The strength of China’s API market was on display at API China and Interphex China, which was held in Chengdu in April. API China and Interphex China, which are organized by the exhibition company Reed Sinopharm, brings together API manufacturers, fine-chemical producers, equipment vendors, and suppliers to pharmaceutical manufacturers. The exhibition is held twice a year in China. The April show in Chengdu, a city in the Sichuan province in southwestern China, was co-located with PharmChina, a trade show of pharmaceutical distributors. Collectively, the two shows attracted more than 3500 exhibitors, representing more than 80,000 categories of products, according to data from Reed Sinopharm.

In addition to the exhibition, API China and API Interphex in Chengdu included a specially orchestrated program, Sino-India Partnership Program (SIPP) to further enable business relations between China and India. SIPP included a special zone of Indian API manufacturers at API China as well as a Sino-India conference session, which was supported by the China Pharmaceutical Industry Association. The conference provided insight into the pharmaceutical manufacturing industries in China and India. China is now a provider of raw materials and fine chemicals to India and further partnerships in API trade, which would combine China’s position in APIs with the finished drug-product manufacturing base in India, was one area of further collaboration discussed at the conference.
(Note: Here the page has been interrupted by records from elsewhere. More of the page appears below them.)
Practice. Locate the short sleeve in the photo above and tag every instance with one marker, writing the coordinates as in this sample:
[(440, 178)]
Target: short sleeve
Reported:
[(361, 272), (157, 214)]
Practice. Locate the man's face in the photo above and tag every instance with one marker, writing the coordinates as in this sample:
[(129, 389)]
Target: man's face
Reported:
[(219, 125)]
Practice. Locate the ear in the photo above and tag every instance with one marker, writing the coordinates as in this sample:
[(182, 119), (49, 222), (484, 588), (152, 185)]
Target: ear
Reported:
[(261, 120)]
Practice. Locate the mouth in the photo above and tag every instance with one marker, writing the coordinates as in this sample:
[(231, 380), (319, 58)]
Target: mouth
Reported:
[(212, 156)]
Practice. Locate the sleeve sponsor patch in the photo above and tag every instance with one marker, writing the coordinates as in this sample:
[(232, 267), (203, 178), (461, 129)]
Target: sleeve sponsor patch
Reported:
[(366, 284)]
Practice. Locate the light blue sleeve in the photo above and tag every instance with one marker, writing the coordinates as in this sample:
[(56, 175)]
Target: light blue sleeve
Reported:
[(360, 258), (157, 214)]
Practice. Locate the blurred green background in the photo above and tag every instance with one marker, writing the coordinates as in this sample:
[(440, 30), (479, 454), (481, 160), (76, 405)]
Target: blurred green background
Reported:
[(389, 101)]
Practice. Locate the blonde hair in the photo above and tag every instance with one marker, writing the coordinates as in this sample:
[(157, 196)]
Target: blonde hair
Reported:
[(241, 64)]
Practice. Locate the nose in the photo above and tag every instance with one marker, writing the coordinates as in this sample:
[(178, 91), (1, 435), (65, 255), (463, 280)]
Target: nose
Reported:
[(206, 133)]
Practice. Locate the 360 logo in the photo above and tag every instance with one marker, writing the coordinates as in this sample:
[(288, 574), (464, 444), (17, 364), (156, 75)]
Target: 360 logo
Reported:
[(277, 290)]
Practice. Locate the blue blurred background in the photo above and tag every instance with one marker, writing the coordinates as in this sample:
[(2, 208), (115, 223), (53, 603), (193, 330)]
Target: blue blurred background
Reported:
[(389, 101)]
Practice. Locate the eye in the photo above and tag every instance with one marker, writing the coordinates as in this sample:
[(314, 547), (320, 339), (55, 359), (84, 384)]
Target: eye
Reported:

Another exhibition of API China and Interphex China is scheduled for Nov. 9–11 in Nanjing, the capital city of Jiansung Province in Eastern China. The 2010 installment of API China and Interphex China, held in Suzhou, Jiansung Province, attracted more than 30,000 visitors and more than 1400 exhibitors, which included 800 pharmaceutical ingredient and intermediate producers, 300 pharmaceutical packaging companies, and 200 equipment vendors, according to data from Reed Sinopharm.

Advancing GMP
Improving the quality standards of pharmaceuticals is a key priority of the Chinese government The KPMG report points to several recent key developments to improve GMP. In February 2011, the Ministry of Health of China (MOH) published the final version of China’s new drug GMP (i.e., GMP 2010), and the measures went into effect Mar. 1, 2011. The provisions introduce the concept of quality risk management, the use of standard operating procedures, efficient management of manufacturing records, and the identification of key personnel responsible for quality, which includes the company head, manufacturing management, and quality management. Existing drug manufacturers, depending on the risks of the products they manufacture, have a grace period of up to five years to comply with GMP. Companies that fail to comply will no longer be allowed to manufacture products at those facilities in noncompliance. The State Food and Drug Administration estimates that the new regulation could shut down as many as 500 small and medium-sized drug producers (2).

References
1. IMS Institute of Healthcare Informatics, “The Global Use of Medicines: Outlook Through 2015 (Parsippany, NJ, May 2011).

2. KPMG, “China’s Pharmaceutical Industry: Poised for the Giant Leap (Shanghai, May 2011).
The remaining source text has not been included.